Masters of the Overview
It’s not difficult to see why so many social workers privately struggle with their professional identity, despite social work qualification having returned to being a degree based profession (before the DipSW the vast majority of social work training was undertaken on a post-graduate basis).
Professional registration, first with the GSCC and now with the HCPC, goes a long way to improving social workers’ professional identity, but there are still negative views that inevitably impact on that identity.
It’s not just the generally bad press from the media; a large proportion of the general public don’t have a high opinion of social workers; we can easily be led to believe that everyone sees us as either interfering or not doing enough, with no middle ground in which to get it right.
But greater damage comes from other professionals.

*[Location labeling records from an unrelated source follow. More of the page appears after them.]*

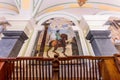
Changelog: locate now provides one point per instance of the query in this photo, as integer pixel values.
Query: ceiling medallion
(81, 2)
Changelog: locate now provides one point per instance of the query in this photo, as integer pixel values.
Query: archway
(40, 20)
(51, 42)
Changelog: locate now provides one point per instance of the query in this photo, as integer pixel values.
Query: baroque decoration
(81, 2)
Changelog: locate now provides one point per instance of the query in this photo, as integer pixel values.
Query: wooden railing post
(55, 68)
(2, 70)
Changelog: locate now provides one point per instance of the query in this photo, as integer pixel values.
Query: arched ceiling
(39, 7)
(91, 6)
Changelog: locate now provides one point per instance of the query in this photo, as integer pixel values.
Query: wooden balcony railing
(66, 68)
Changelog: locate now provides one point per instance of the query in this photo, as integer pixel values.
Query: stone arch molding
(47, 16)
(66, 15)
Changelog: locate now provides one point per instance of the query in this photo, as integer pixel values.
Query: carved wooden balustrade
(60, 68)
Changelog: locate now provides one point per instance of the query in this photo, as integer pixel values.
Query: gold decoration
(81, 2)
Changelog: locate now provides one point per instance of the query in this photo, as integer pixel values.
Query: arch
(66, 15)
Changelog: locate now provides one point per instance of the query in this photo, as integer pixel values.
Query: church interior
(59, 40)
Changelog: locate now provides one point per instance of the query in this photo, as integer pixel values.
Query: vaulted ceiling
(39, 7)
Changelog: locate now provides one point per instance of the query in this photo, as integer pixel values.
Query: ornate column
(42, 47)
(11, 43)
(101, 42)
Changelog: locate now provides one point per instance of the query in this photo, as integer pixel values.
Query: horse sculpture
(58, 43)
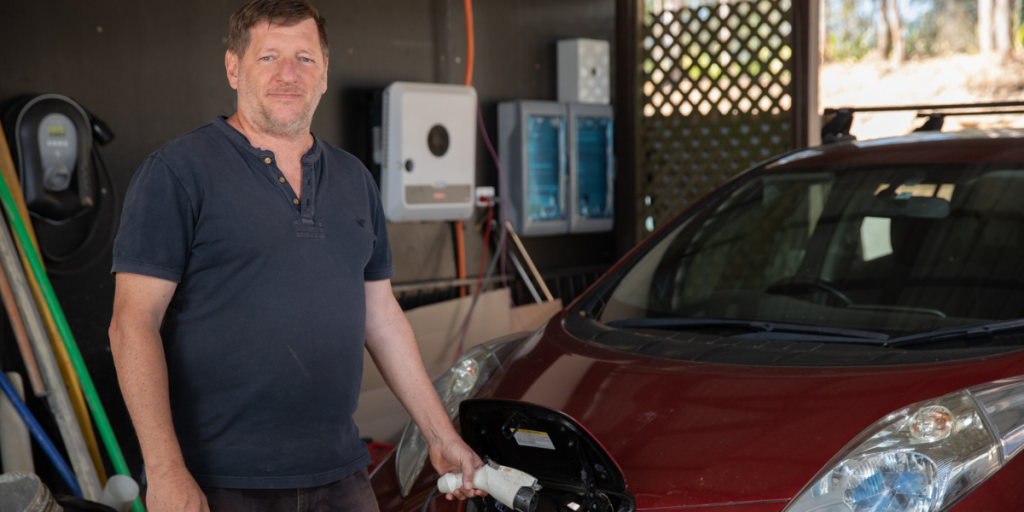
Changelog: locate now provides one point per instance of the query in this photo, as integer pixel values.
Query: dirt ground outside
(950, 79)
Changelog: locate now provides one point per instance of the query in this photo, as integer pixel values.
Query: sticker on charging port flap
(532, 438)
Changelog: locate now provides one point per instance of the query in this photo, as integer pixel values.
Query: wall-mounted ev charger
(427, 152)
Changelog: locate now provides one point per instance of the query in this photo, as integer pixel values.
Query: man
(252, 263)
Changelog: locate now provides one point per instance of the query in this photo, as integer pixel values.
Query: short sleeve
(380, 266)
(157, 224)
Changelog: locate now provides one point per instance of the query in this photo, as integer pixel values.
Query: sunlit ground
(950, 79)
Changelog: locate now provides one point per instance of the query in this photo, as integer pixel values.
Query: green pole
(91, 398)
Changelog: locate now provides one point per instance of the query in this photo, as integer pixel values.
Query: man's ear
(231, 66)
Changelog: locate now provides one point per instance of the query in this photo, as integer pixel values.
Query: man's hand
(174, 491)
(452, 455)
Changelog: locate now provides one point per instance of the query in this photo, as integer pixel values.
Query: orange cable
(469, 42)
(460, 242)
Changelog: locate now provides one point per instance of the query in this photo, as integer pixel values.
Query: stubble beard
(260, 114)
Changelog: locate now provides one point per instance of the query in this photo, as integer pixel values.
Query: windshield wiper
(762, 326)
(976, 331)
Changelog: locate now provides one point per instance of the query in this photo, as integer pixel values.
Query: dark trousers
(351, 494)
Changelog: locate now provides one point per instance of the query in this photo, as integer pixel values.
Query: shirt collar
(242, 142)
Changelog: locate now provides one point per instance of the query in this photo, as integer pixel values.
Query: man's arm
(139, 304)
(393, 347)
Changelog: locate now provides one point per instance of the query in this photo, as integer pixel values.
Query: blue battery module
(546, 161)
(593, 139)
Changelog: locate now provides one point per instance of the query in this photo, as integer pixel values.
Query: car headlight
(925, 457)
(462, 381)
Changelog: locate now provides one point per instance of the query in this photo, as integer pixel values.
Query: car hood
(691, 433)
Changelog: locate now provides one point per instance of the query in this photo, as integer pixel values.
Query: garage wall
(155, 71)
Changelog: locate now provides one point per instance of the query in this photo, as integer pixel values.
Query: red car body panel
(739, 438)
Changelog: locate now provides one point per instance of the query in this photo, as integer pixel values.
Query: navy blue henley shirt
(264, 334)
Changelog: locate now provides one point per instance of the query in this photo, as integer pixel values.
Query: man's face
(280, 78)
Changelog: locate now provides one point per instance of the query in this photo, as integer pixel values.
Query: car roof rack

Teachers, health visitors, doctors, police, psychologists – just some of the professionals with whom we interact daily in the support of families and individuals at risk or in need – are specialists in their field. But worst of all are those in the legal profession: courts taking our reports and then decide they want an expert opinion.
We’re not seen as experts in various aspects of mental health and psychology, or of counselling or educational needs, or medical diagnosis of behavioural issues. And we can be easily discouraged because of it. It doesn’t seem to matter that our training and our practice have given us experience and knowledge in all these areas and more.
I’ve heard it said, “Jack of all trades, master of none”. I’ve said it myself. But one solicitor working for the local authority came up with the best view, and it is so accurate it bears repeating – we are not blinded by our subject limitations – we bring all these disciplines together – we are masters – we are masters of the overview.